Connacht were also being told that they needed to get their act together and move from a committee-led organisation towards a streamlined business board model. “The report highlighted the need for massive improvement in the way Connacht was governed, run and operated. It highlighted the need for a professional games board (PGB), for proper decision-making and professional marketing, and that the facilities in Galway weren’t fit for purpose. They needed a minimum 4,000 capacity to generate the revenues required. Connacht couldn’t rely on an 80–20 model from the IRFU. The report made a recommendation to improve the model, the governance and decision-making.
“There was a mix of best practice rugby, best practice governance, best practice in business, all of that. All parties would have had a lot of discussion on this. The IRFU made the decision that they would invest but there had to be improvement. I suppose all of that came together in May of this year.
“The IRFU are good people who make good rugby decisions and they realised that the rugby decision was the primary one — that the business one had to be made work. The saving grace was the raw material, the potential and ingredients. But it needed a massive shifting in gear.
“I tried to keep it objective. It was purely ‘these are the facts, this is the situation and this is the recommendation I have’. Results were dismal in the Pro12. I highlighted the consequences of closing it down but you couldn’t predict the success.
“The report also said there was no guarantee of success but laid bare the consequences of not investing in Connacht, and offered a doomsday scenario.
“That was where the IRFU had to take a punt. Who could have predicted that Pat Lam would come along? From being bottom of the league, you would have been a mad man to predict the success. It just shows what can happen if the raw ingredients are there. Nigel and his lads run a bloody good show.
“Once they made the decision, both parties moved quickly. The IRFU accepted the report and that they had to keep it going. But they accepted that the implementation and turnaround was equally important.”

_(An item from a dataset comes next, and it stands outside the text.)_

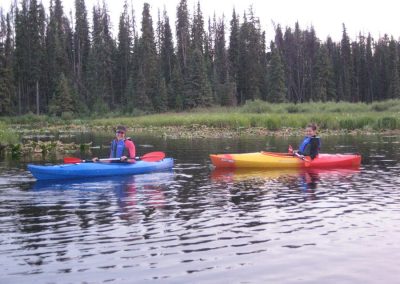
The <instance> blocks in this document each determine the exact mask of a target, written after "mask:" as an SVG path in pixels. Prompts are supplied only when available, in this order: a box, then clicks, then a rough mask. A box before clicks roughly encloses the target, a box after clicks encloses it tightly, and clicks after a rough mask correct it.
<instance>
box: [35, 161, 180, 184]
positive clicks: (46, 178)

Buckley joined the IRB shortly after that but he has watched the way Connacht and the IRFU have developed and believes a lot can be learned from the way the game has developed in this country.
Buckley managed to watch the Pro12 final on television, having just got home from working in Zimbabwe.
“I had just got in the door in time to see the match. I was watching it and cheering, it was fantastic. But I didn’t create that success, it was Pat Lam and the players.”
However, it was his recommendation to breathe life into the rugby in Connacht which got them there. But what would have happened if it wasn’t the rugby potential which swayed the argument?
“If you were taking the situation on an accounting decision, you would have closed it down.”